Flash Boys explains some of the mysterious behavior of Wall Street: why some firms would build a special fiber-optic line from New Jersey to Chicago to shave a few milliseconds off the time it takes to make a trade; why the stock market has frightening blips of instability, like the "flash crash" when it lost a huge chunk of value and then regained it in a matter of seconds; and what firms do with the computer-programming geniuses they hire for big money (but not nearly as big as traders' salaries).
As a piece of extended technical journalism, it's fabulous at explaining complex subjects that most people in the field don't understand. As a piece of general writing, it's a little too quick to assign white hats and black hats, especially when one of the main "black hats" (Goldman Sachs) actually gains quite a bit of gray by the end. (Don't worry, they're still a vampire squid, but they're an old and sometimes self-contradictory vampire squid. Gödel's Vampire Squid.)
The most surprising value of this is that you understand more of how computer programmers work, so if you love someone who codes and want to understand more of what they do, by the end you've have a few glimpses into the universalities of coding life -- distorted by the financial greed of the markets, which is the book's main subject, but computer programmers seem to be much the same in whatever field.

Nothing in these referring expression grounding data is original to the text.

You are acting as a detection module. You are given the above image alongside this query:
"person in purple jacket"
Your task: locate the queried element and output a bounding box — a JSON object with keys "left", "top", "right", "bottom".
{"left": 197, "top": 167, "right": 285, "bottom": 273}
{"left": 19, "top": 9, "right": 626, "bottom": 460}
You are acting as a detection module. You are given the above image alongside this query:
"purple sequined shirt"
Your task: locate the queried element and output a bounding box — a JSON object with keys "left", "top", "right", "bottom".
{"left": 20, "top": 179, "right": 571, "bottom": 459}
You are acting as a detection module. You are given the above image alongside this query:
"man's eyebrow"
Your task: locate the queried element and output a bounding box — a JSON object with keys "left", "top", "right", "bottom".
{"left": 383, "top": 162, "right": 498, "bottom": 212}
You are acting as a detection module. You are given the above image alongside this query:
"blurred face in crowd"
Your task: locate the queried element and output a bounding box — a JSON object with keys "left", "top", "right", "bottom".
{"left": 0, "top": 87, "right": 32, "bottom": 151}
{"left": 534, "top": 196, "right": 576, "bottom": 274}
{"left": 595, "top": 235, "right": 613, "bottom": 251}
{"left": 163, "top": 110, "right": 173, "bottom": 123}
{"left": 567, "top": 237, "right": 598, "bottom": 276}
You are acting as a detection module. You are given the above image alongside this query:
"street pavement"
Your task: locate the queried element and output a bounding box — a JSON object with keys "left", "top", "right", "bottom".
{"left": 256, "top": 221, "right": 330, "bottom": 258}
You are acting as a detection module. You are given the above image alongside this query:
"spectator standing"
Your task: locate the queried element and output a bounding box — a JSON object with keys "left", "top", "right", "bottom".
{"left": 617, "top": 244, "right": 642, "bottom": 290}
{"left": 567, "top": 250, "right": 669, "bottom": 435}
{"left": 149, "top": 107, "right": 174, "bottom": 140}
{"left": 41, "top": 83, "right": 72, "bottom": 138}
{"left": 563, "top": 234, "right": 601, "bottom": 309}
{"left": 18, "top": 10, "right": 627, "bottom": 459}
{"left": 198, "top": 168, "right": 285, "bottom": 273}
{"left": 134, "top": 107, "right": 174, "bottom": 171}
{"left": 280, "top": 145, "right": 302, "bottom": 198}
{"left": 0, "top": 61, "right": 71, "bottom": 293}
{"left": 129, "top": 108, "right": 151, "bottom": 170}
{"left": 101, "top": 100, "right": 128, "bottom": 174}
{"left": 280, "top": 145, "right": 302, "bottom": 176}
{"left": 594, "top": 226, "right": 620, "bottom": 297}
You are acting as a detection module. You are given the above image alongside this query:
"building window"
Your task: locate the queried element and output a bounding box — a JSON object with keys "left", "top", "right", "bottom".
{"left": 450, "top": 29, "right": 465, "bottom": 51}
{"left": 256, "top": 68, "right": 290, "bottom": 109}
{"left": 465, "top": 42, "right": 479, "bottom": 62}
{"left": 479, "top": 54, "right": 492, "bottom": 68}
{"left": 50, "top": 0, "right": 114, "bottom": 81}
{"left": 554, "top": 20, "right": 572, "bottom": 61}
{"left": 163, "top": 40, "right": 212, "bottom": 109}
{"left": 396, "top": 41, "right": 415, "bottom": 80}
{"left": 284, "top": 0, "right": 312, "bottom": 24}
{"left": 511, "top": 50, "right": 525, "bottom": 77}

The book jumps around a little too much, trying to make a narrative out of disparate stories that don't really go together. It would have worked better as a collection of essays with a short intro and extro, I think. But it's an education in modern economics and computer science, with a good dose of old-fashioned morality thrown in. I would welcome a theologian's reflection on the nature of evil after reading this book, in fact.